Memorias de un hijo de padres separados

En vacaciones pasaba quince días con mi papa y quince con mi mama, asi todo el verano.
En lo de mi papa vivíamos en Roldan, semi-campo, por lo que estábamos todo el día cazando sapos, y a la noche nos mandaban a bañar a todos los varones juntos, yo era el mas grande con nueve y los hijos de la esposa de mi papa siete y seis .
Esta vez mientras que me desvestía, note en mi madrastra ponía especial atención a mis movimientos.
Detectó que me sacaba el calzoncillo con resguardo y que los doblaba sobre el inodoro. Con un gesto con la mano extendida me pidió el calzoncillo, y al desenvolver el calzoncillo, unas palometas se hicieron presentes. Una sobreactuada carcajada, y ridiculización, seguido de varios de los chistes mas básicos y patéticos que incluso a mi corta edad pude identificar.
Serio, abstraído, en mi interior sentí lastima de estos seres, que se reían como un grupo de hienas burlonas de un calzoncillo manchado. También me sentí a salvo, sabía que era cuestión de tiempo que volara y me liberara de esta gente, que nunca alcanzaría, por lo menos en lo que respecta a mí el mas mínimo vuelo intelectual.

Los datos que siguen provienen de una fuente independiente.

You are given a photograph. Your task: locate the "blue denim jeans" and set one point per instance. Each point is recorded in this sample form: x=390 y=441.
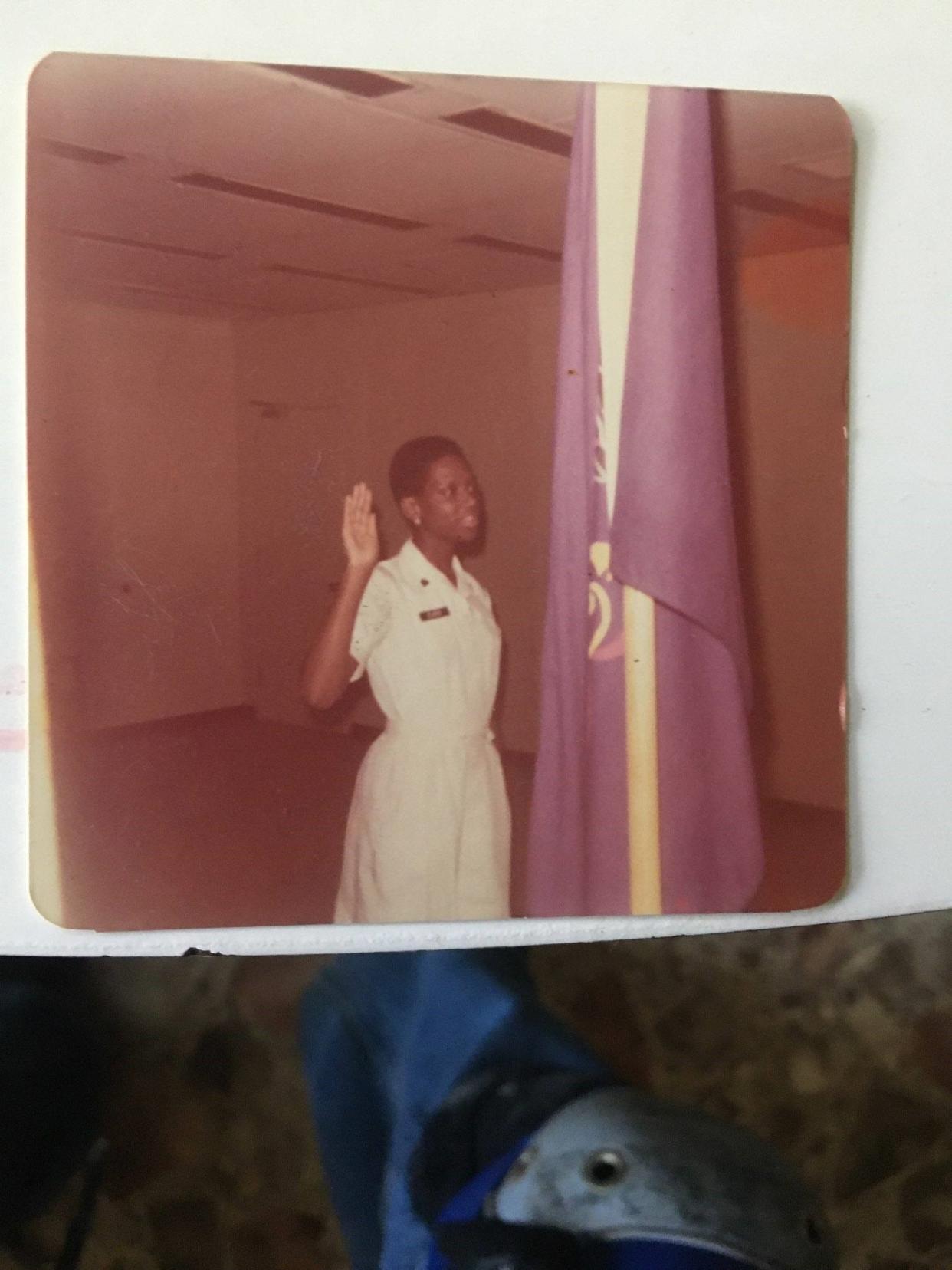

Al día siguiente, después de bañarnos buscó privacidad (para no dejar testigos supongo), me vistió con una camiseta mangas largas y arriba una camisa mangas corta. “Pobre” pensé, “mal se viste ella, y mal me viste a mi”, me peino, maternal, como una una hiena que lame a sus cachorros, asquerosa pero que maternal.
Mirándome a los ojos (espejo de por medio) me confeso, que sentía envidia de mi, por que yo tenia un padre que me quería y que sus hijos no, y que a veces yo me portaba mal, que no me merecía el padre que tenia y que sus hijos se lo merecían mas que yo. Así que mal peinado, mal vestido y con un nuevo dato de porque había que bancarse el mal trato, me fui a jugar con los patines de cuatro ruedas de mi hermana y las pequeñas hienas que convivía quince días seguidos en verano.
Que iluso esa noche supuse haberla ablandado. Al otro día tuvimos una discrepancia por un recital de los parchis y me metió un palazo en el brazo que tuvo que ponerme hielo para que no me quedara morado.